MRI in Abdominopelvic Emergencies

Sachin Kumbhar, MD; Manjiri Dighe, MD, FSAR, FSRU


Appl Radiol. 2014;43(6) 

In This Article

Abstract and Introduction


Acute abdominal pain is a common symptom for patients presenting to the emergency department (ED). It could be due to a variety of reasons, with etiologies ranging from innocuous to life threatening. Imaging is often required to confirm the diagnosis and to make sure that only appropriate patients proceed to the operating room. Computed tomography (CT) is the imaging modality of choice in these situations, except when acute cholecystitis is suspected. CT has been shown to have significant effects on patient management, and its cost-effectiveness has been proven.[1]

However, with the rising use of CT, there has been a rising concern about its harmful effects, especially the risk of induced cancers.[2] Magnetic resonance imaging (MRI) does not involve the use of ionizing radiation and has the potential of answering the diagnostic questions inpatients presenting to the ED with acute abdominal pain.

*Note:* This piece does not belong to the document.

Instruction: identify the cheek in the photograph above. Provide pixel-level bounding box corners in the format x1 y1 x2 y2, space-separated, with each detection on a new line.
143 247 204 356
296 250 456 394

Yet, it is not possible to use MRI in all clinical situations. In this article, we examine the role of MRI in abdominopelvic emergencies and the practical issues involved. We will also discuss specific issues related to MRI, such as allergic reactions to gadolinium chelates, side-effects of gadolinium, nephrogenic systemic fibrosis (NSF), and its use in patients with renal failure and on dialysis. The use of MRI in vulnerable populations like pregnant women and children is also discussed. This is followed by a brief description of the MRI protocol used at our institute and the contraindications to MRI.